Cat sells bonds worth $3 billion
Bloomberg says Caterpillar’s sale yesterday of $3 billion in bonds will help it pay for debt coming due this year.
The $3 billion of bonds the Peoria, Illinois-based Caterpillar sold yesterday in three issues will bolster the $7.3 billion of committed credit facilities and $2.7 billion of cash the company can use to meet its maturities this year, said Bruce Clark, a corporate debt analyst with Moody’s in New York.
“It’s very constructive,” Clark said in a telephone interview yesterday. “It goes a long way toward addressing the liquidity shortfall.”
Cat’s stock is in raging-bull mode today, apparently for the simple reason that it was able to find buyers for these bonds.
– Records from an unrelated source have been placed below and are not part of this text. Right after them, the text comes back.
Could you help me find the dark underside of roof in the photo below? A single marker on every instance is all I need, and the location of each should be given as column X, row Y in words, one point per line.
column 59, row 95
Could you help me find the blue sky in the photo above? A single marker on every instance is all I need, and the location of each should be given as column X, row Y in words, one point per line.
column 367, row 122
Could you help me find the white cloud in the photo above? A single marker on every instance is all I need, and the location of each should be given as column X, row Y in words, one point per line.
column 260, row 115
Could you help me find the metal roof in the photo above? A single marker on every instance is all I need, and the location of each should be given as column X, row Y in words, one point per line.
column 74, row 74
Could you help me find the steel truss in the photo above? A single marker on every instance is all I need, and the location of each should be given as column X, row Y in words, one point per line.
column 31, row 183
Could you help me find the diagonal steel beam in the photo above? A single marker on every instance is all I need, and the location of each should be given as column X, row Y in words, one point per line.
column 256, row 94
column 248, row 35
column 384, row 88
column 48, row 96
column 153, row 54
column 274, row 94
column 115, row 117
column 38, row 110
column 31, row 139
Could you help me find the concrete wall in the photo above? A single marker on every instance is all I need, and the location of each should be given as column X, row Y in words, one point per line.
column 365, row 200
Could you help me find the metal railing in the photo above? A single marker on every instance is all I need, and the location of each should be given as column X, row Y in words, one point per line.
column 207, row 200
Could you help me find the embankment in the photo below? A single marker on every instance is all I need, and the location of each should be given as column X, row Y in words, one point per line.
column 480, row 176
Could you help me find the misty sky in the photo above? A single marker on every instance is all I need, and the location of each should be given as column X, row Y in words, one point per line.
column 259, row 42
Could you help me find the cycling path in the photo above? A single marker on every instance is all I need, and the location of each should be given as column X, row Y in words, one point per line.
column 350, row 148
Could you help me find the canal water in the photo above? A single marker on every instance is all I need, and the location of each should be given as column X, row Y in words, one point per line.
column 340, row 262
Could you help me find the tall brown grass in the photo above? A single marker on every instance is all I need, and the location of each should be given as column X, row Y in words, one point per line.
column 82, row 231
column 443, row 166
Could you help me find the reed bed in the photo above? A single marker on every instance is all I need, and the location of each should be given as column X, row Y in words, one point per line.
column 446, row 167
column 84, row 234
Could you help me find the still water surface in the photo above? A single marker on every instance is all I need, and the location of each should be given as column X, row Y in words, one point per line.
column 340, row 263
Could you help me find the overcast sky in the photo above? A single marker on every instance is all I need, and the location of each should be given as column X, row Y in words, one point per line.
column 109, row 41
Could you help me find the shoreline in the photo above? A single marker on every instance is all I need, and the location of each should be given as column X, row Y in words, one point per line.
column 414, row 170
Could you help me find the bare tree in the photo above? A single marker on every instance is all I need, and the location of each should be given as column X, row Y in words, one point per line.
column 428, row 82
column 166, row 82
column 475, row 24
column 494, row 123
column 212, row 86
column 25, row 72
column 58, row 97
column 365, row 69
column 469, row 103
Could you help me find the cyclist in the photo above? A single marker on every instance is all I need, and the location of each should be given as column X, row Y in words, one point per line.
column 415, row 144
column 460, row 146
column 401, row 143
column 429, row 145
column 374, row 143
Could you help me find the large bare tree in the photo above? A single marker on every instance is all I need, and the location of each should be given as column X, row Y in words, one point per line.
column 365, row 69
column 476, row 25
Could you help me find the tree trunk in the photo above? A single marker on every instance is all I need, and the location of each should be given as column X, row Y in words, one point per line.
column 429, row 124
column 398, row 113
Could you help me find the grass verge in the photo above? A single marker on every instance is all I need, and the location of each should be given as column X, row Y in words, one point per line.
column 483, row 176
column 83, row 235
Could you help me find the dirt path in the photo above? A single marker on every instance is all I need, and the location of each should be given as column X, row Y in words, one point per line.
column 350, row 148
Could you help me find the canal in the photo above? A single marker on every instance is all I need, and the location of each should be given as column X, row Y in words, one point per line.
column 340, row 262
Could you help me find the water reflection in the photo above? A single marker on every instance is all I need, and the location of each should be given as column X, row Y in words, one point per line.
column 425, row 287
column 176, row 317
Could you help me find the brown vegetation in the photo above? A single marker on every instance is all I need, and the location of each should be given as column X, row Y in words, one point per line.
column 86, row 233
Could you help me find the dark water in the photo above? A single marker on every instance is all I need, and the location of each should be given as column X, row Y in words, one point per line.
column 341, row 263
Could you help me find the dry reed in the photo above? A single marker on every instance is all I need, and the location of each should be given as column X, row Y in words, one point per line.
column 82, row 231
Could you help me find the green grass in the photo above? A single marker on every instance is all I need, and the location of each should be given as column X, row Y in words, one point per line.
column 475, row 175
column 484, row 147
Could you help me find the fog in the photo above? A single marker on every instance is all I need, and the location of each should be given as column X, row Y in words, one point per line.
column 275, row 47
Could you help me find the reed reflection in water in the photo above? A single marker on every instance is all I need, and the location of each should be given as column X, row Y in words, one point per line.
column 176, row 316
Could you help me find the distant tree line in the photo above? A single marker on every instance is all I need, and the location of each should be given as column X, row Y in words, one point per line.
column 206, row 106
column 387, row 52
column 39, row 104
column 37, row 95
The bond sales included $1.65 billion of five-year, 6.125 percent notes and $1 billion of 10-year, 7.15 percent debt, both of which were priced to yield 425 basis points more than Treasuries of similar maturity. The company also sold $350 million of three-year, 5.75 percent securities at a spread of 437.5 basis points. A basis point is 0.01 percentage point.
The spread is the risk premium Cat has to offer to entice bond buyers. Cat paid a bit less this time than it did for bonds sold in December, but still more than last September (apparently before all hell broke loose).